Pembangunan RSUD Cilograng dan RSUD Labuan oleh Dinas Kesehatan Provinsi Banten diwarnai dengan dugaan ketidakwajaran penggunaan anggaran. Dalam dua tahun terakhir (2023–2024), muncul temuan signifikan dari Badan Pemeriksa Keuangan (BPK) yang menunjukkan adanya indikasi penyimpangan.
Di antaranya adalah pengadaan makan minum yang tidak sesuai kebutuhan sehingga banyak yang kedaluwarsa dan dibeli dengan harga di atas pasar. Selain itu, terdapat pengeluaran obat-obatan tanpa dokumen permintaan, meskipun kedua rumah sakit tersebut belum beroperasi dan belum memiliki pasien. Belum lagi indikasi anggaran aneh di tahun sebelumnya, Dimana Dinkes Banten menganggarkan petugas kebersihan saat proyek Pembangunan sedang berjalan.

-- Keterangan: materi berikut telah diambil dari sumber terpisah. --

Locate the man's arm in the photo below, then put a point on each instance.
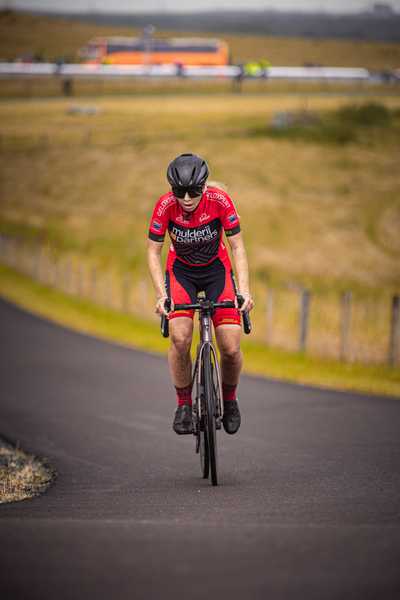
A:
(156, 272)
(241, 267)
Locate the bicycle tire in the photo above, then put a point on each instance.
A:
(210, 400)
(201, 437)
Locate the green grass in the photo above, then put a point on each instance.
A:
(135, 332)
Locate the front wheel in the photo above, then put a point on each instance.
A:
(210, 414)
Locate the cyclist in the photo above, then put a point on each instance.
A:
(198, 261)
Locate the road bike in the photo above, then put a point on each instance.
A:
(206, 381)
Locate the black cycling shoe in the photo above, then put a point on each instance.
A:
(183, 423)
(231, 419)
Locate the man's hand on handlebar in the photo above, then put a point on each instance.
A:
(248, 303)
(160, 307)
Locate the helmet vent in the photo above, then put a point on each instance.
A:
(177, 176)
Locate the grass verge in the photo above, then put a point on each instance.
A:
(132, 331)
(21, 475)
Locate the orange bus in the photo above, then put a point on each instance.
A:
(156, 51)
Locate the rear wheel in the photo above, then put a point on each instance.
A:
(210, 414)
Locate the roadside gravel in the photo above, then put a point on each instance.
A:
(21, 475)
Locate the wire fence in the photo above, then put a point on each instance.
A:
(331, 325)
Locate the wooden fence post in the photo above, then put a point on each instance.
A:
(94, 285)
(126, 284)
(346, 322)
(270, 316)
(304, 318)
(394, 331)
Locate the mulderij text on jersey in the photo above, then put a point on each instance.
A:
(197, 235)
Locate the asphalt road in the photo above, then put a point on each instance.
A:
(307, 507)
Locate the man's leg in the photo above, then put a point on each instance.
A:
(228, 340)
(180, 364)
(231, 361)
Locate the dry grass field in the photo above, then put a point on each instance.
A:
(320, 203)
(318, 214)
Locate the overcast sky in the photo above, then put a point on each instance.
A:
(132, 6)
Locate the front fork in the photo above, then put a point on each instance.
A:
(206, 339)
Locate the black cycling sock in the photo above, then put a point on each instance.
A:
(184, 395)
(228, 392)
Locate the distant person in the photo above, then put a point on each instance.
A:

BPK Perwakilan Provinsi Banten menemukan adanya dugaan skema obat fiktif di Rumah Sakit Umum Daerah RSUD Cilograng. Dari Laporan Hasil Pemeriksaan (LHP) BPK untuk anggaran 2024 di Provinsi Banten, terdapat temuan penggunaan Obat Keluar Tanpa Dokumen Permintaan Barang pada UPTD RSUD Cilograng.
Dalam laporannya, BPK menyebutkan, Dinkes Banten pada tahun 2024 merealisasikan belanja obat dan alat Kesehatan untuk RSUD Labuan dan RSUD Cilograng senilai Rp15,962 miliar lebih. BElanja obat dan alat Kesehatan dinilai tidak berdasar kebutuhan karena hingga saat ini kedua rumah sakit itu belum beroperasi.
Berdasarkan uji petik yang dilakukan, BPK menemukan terdapat obat dan alat Kesehatan yang tidak sama dengan obat dan Bahan Medis Habis Pakai (BMHP) dalam surat kontrak. Tempat penyimpanan obat di kedua rumah sakit itu juga belum memadai karena hanya disimpan di lorong-lorong, ruang rawat inap, ruang poli dan ruang instalasi gawat darurat, bukannya di gudang obat.